À l’origine, les lois limitant ainsi la responsabilité des plateformes répondaient à un souci de protéger les libertés expressives. On estimait qu’imposer aux plateformes intermédiaires comme les médias sociaux une responsabilité analogue à celle des journaux, des radios ou des télévisions reviendrait à les contraindre à l’exercice d’un contrôle par lequel ils auraient à examiner a priori tous les contenus avant leur mise en ligne.

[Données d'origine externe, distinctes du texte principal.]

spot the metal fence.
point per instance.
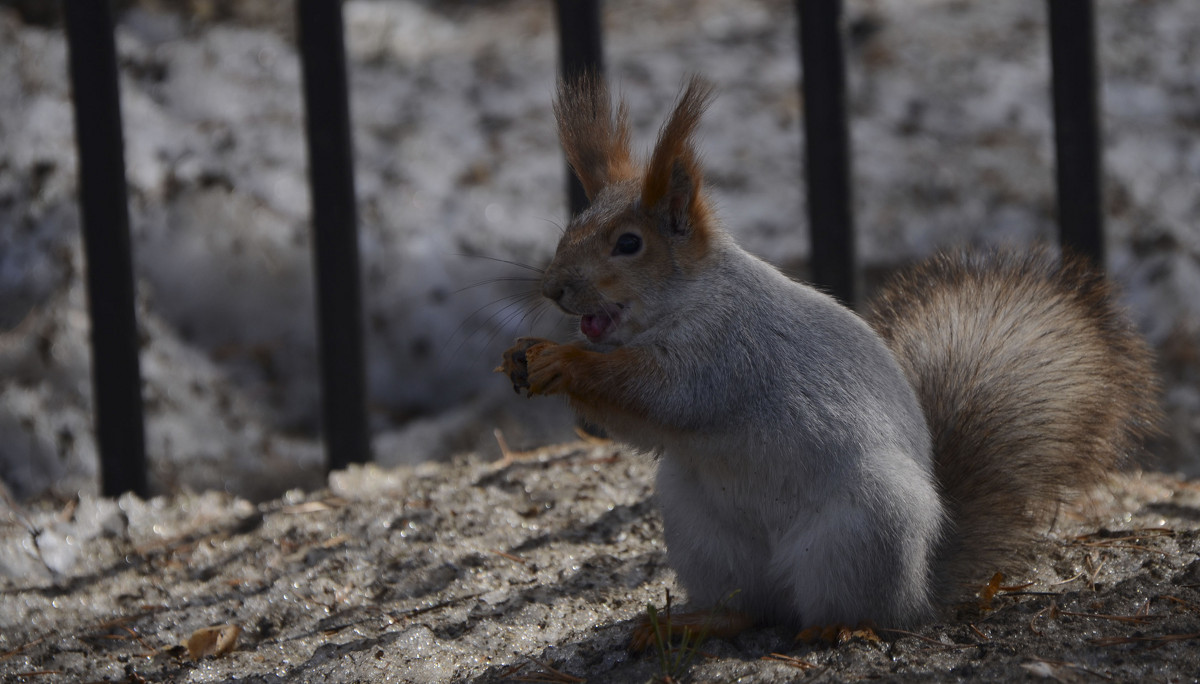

Le modèle fondamental de ces intermédiaires d’Internet postule qu’ils ne sont tenus qu’à faire des efforts raisonnables pour écarter les contenus préjudiciables. C’est généralement pour répondre à des situations de crises engendrées par des pratiques déviantes que ces plateformes en sont venues — pour répondre aux exaspérations des décideurs politiques — à renforcer leurs pratiques d’examen des contenus.

Des lois à mettre en place

À la suite des dérapages incarnés par les diffusions d’informations trompeuses ou de contenus extrêmes, comme les vidéos de meurtres en direct et autres obscénités, les autorités de certains pays ont commencé à bricoler des mesures destinées à reconnaître des devoirs plus contraignants aux exploitants de plateformes en ligne. La croyance en l’impossibilité de réguler ce qui se passe en ligne est en train de perdre du terrain.

Mais il y a un grand retard dans le développement de lois reflétant les enjeux de la diffusion virale caractéristique d’Internet. Dans un cyberespace où les informations circulent à très grande vitesse, les pouvoirs publics doivent développer des cadres régulateurs visant les processus fondés sur les algorithmes et les technologies d’intelligence artificielle.

Internet procure des possibilités fabuleuses d’expression légitime. Mais il expose à des risques considérables. D’où la nécessité de lois protégeant aussi bien la dignité humaine que la liberté de parole.